When will we find a cause to motivate us?
Stabroek News
March 28, 2002

Related Links: Letters on hope for Guyana
Letters Menu Archival Menu



Dear Editor,

Quite often I am forced to give ear to the jeremiads of my countrymen as they harp about the lack of progress in Guyana, or of our slow pace of achievement. These complainers are then apt to embark upon naming a few of our natural resources.

At this juncture in their lamentation, they always assume a bleak countenance, and I would dissimulate my true feelings by wearing a bleaker one as I struggle to suppress this pointed question that may engender a confrontation which of our natural resources are you educated and skilled to exploit for Guyana's benefit?

Now, therein lie our problems. However, like all problems that are not insuperable, ours have solutions. And these solutions highlight our inadequacies, inadequacies that are too poignant for most of us to face. So, instead of addressing our deficiencies, most of us are disposed to harp about this and that, and never once do we stop to consider that we should educate ourselves to harvest our reserves for our national good.

From our disposition, it is now apparent that we are unwilling to rid ourselves of an attitude that is a relic of our colonial past: foreign reliance. What is more, our present attitude makes it plain that our transformation from colonial to republican status was not a national objective but a personal one a Jaganite or Burnhamite consummation. These two men were like streams, and we, the populace, are like dead fish once entrained by their current. For without them, there seem to be no national goals.

What gives authority and truth to my preceding statements is the fact that lieutenants of these two men, Jagan and Burnham, who had assisted them to urge us on to nationhood, are now egging us to embrace neo colonialism.
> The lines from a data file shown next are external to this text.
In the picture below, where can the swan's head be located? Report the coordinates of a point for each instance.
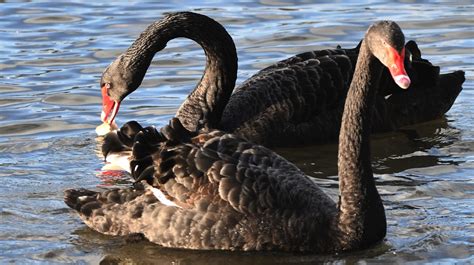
(118, 80)
(386, 41)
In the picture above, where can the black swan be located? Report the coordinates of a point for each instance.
(296, 101)
(214, 190)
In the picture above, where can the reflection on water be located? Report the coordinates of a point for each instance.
(52, 57)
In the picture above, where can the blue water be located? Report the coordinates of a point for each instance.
(52, 56)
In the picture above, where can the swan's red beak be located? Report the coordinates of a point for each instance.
(397, 68)
(109, 106)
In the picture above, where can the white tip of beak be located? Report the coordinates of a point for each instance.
(402, 81)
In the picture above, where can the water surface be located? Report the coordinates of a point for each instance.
(51, 60)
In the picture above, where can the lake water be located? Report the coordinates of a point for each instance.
(52, 56)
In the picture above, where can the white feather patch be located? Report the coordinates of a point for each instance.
(118, 161)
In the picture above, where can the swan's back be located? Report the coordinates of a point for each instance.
(291, 98)
(300, 100)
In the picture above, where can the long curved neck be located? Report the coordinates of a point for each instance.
(207, 101)
(361, 213)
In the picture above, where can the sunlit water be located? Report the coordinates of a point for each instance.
(52, 56)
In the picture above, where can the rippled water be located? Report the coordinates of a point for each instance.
(52, 55)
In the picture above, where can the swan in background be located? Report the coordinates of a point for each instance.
(295, 101)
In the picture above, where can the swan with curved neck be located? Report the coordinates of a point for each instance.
(207, 101)
(212, 190)
(295, 101)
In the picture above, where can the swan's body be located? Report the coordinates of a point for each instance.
(298, 100)
(213, 190)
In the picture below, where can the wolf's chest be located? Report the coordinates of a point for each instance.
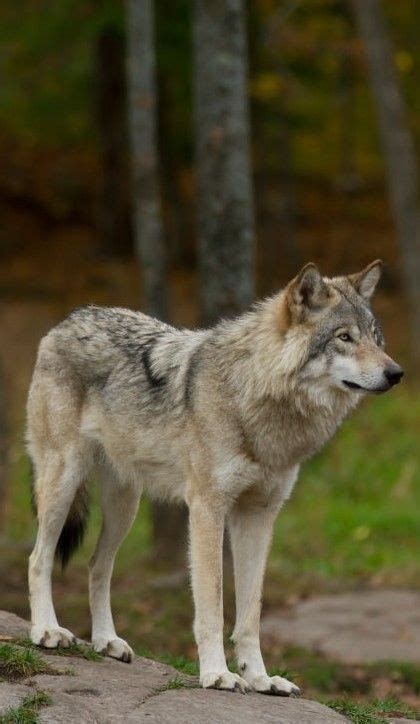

Oh, what great confusion our irresolution can engender!

It was Sir Winston Churchill who once wrote: "Quality, will power, geographical advantages, natural and financial resources, the command of the sea, and above all, a cause which rouses the spontaneous surging of human spirit in millions of hearts these have proved to be the decisive factors in the human story." We already have some worthy natural resources (which we love to boast so much about), our geographical position is not a disadvantage, so, when will we set about to obtain the other "decisive factors" that will rouse the spontaneous surging of our less than one million hearts?